She glared at me with those stormy eyes, shifting and swirling like grey clouds into angry formations. “Prove it.”
“I won’t have you goad me into ruining your reputation,” I barked, finally losing my cool.
There was too much.
Marco, Bambi, the di Carlos.
Rocco, Mirabella Ianni, the entire fucking Camorra.
I lost it.
“Fuck my sterling reputation,” she snapped, the flames of my rage catching on her edges and igniting her entire body. “I worked so hard for that and it got me nowhere. Unhappy and alone. I don’t care what anyone thinks any more. No one but you and the family we love.”
“What about the law? You want law enforcement agencies around the world to know you’re an associate of one of the most notorious mafiosos in America?” I demanded, plucking a lemon from the tree and fisting it tight in my palm. The fruit exploded, pulp running down my fingers. “There goes your legal career.”
“Mafiosos have lawyers,” she retorted mulishly, crossing her arms and bracing her feet like a soldier about to do battle.
My fighter.
Lottatrice mia.
Even angry, I had to admire her. “If you’re at my side, Elena, those bullets people sling at me could end up in you. You want to risk your life to be with me, huh?”
“I’m willing to take a life-altering risk for a life-altering reward,” she told me steadily, her flames cooling to ice-cold surety. “I don’t know what love means to you, but to me, it means loving someone no matter what baggage they come with for as long as they’ll let you love them and as hard as you possibly can. The only risk I fear is one where I lose you. You fell in love with a fighter, Dante. Let me fight with you.”
We stared at each other under the dappled gold light filtering through the lemon tree branches, the breeze whistling through the leaves, the long grass swaying around our ankles. I could hear both our breaths, harsh and fast with passion.
I wanted to throttle that beautiful long neck for thinking she could get out of loving me alive. I wanted to beg God or whoever might be in charge of fate not to take her from me the way They’d taken my mother. I had seen too clearly what happened to her after being caught up in Noel’s dark world.
I couldn’t fucking bear if that happened to Elena.
She read my face, eyes tracking every minute expression until finally she softened, the starch leaking from her mouth on a sigh.
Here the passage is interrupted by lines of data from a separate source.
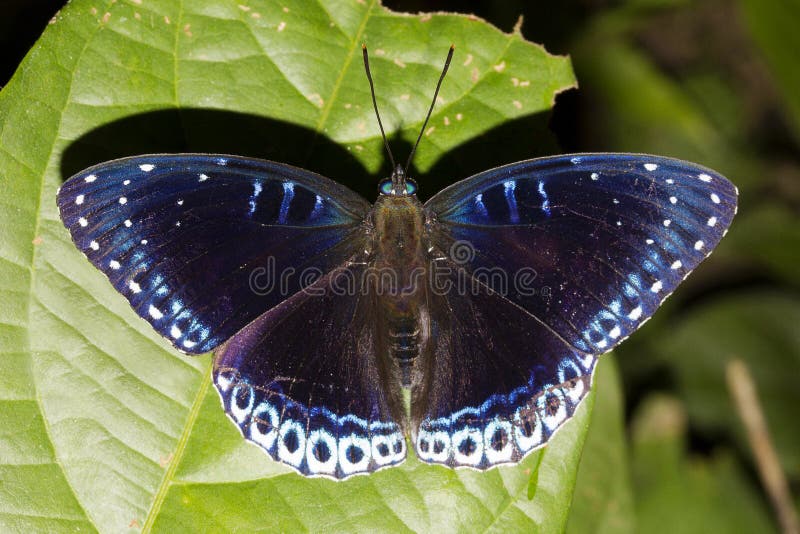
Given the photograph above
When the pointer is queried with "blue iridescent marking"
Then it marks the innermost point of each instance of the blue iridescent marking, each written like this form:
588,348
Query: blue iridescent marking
288,195
481,206
254,197
508,191
545,200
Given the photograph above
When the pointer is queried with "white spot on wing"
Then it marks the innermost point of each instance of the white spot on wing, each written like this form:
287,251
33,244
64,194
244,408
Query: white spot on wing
656,287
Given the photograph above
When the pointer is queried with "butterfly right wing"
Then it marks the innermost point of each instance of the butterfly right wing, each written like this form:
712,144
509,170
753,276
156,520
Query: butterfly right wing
302,381
202,244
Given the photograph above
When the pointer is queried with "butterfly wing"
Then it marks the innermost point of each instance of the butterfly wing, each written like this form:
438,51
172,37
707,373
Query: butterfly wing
302,381
201,245
564,258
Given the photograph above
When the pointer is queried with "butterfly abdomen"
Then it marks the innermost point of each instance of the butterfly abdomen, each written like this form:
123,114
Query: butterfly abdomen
399,281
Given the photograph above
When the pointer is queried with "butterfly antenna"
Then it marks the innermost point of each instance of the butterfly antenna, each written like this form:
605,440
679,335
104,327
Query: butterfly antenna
375,105
433,102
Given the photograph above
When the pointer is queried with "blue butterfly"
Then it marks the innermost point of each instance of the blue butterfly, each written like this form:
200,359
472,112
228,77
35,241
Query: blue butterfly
489,304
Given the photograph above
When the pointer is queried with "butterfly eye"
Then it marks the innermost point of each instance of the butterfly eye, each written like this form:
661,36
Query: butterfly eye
385,187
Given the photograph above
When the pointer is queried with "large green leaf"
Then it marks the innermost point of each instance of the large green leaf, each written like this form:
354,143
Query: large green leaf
103,426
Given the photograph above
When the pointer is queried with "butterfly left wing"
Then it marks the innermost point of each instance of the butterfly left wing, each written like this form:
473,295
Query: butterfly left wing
303,382
564,257
202,244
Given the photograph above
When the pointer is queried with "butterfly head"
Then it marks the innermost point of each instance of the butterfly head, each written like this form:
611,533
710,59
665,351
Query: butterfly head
398,184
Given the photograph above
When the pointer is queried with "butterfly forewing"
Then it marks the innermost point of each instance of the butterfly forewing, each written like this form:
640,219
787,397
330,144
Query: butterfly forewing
202,244
585,248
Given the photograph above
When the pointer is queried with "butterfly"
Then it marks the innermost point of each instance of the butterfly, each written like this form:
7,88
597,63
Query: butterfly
470,324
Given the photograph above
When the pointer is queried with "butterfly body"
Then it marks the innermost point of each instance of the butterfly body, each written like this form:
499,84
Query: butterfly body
399,265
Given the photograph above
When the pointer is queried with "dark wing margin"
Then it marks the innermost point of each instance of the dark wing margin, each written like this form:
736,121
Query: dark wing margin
585,248
201,245
302,382
502,382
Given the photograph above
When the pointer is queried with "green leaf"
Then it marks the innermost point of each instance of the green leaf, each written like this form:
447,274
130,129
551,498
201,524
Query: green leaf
104,427
603,501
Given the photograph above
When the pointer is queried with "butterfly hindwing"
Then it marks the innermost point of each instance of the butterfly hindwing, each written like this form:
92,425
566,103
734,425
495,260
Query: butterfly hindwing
585,248
202,244
302,381
501,383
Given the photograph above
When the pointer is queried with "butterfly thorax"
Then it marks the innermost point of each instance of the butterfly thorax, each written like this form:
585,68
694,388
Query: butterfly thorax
397,275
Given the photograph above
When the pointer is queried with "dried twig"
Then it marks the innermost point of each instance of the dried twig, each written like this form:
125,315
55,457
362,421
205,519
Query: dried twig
743,390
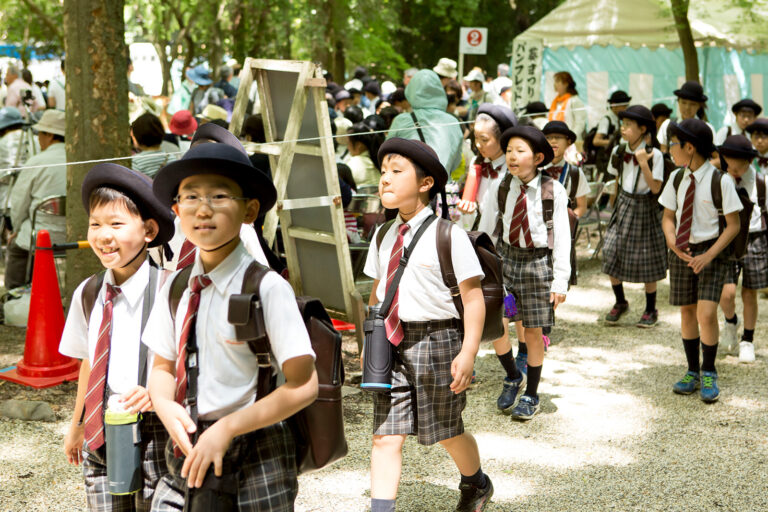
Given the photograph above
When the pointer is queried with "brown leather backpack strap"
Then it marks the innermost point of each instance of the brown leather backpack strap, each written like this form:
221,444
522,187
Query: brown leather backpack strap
444,228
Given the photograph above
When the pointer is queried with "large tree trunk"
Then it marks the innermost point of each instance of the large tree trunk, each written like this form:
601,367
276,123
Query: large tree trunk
97,108
680,13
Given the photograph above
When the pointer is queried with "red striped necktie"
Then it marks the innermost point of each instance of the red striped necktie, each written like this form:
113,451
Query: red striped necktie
392,323
97,381
520,221
686,217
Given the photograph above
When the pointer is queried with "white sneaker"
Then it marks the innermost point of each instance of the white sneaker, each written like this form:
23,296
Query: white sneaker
729,336
746,352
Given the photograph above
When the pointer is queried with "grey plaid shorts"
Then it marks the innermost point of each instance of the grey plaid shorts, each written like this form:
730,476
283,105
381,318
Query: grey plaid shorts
264,463
686,288
421,401
528,276
754,264
153,439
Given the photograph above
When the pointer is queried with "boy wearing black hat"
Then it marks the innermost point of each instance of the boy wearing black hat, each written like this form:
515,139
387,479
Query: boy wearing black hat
106,317
736,154
536,257
435,350
697,259
217,424
634,249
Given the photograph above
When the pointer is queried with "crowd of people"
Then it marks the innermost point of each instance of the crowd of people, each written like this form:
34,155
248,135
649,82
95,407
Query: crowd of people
688,203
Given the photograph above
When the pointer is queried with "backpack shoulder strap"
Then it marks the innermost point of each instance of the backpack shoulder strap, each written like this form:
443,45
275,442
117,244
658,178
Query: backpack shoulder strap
548,207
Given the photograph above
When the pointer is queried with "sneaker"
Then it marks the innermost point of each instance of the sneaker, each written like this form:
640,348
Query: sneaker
473,498
618,309
688,384
709,391
746,352
521,360
649,319
510,395
729,336
526,408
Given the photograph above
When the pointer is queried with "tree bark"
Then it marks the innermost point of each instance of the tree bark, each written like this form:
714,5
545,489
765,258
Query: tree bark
680,14
97,108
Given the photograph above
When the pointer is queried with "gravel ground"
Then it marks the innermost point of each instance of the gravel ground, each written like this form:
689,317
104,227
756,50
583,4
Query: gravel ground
611,435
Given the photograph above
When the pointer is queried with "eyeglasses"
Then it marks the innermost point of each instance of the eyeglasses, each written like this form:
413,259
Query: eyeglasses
216,201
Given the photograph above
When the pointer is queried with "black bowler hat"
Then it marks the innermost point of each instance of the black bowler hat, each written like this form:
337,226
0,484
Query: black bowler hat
535,138
691,91
619,97
737,146
215,150
135,185
503,116
697,132
560,128
747,103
She came to me, wrapping her arms around my torso, pressing her cheek to my chest, on top of the cross necklace beneath my shirt, on top of my erratically thudding heart.
“I’m not your mother,” she murmured. “I was born in this world. I might not have liked it as a girl, but now I know it was for a reason. It was so when I grew up and met you I’d be ready to face the reality of life loving a mafia Don. I know what to expect, Dante. The assassination-attempts in the middle of the night, car chases across Staten Island, kidnappings. I know and I’m ready. Because between all of the chaos, there’s you. And to me, there’s nothing better in this world than you.”
I stared down at her as she held me tight, her face tipped up so her mercurial gray eyes could meet mine. There was so much honesty in her expression, her heart flayed open and exposed for me.
How many more times would I make her prostrate herself until she proved to me she wanted this?
Wanted me.
Not just the Duke’s second son with the money and prestige.
Not just the mafia Don with the edgy dangerous sex appeal.
Me.
Edward Dante Davenport Salvatore.
Realizing that felt like a baptism, a spiritual rebirth. I hadn’t even known I felt unworthy and afraid of love until I fell for my fearless gladiator. It was only when she seemed impervious to my flaws, uncaring of my dangers, that I realized I’d been expecting her to run away scared at the very least or hating me at the very worst.
She did none of those things.
Shooting her father, carrying the body of a man I’d knocked out cold into a basement then watching me interrogate him with a blowtorch and spoon, Elena hadn’t run scared once.
She’d barely even fucking blinked.
It occurred to me that if she was right about being born for me and the life I could give her then maybe I’d been born for him. Only my history could have prepared me to understand how it felt to be unloved by your family, to be ostracized by them and then to do it to yourself because you wondered how you could possibly be good enough if even your family didn’t believe in you?
Maybe every bad thing that had happened to us, maybe every single time we’d been made to feel like the villains of our own life story, we had been moving farther along the path to this.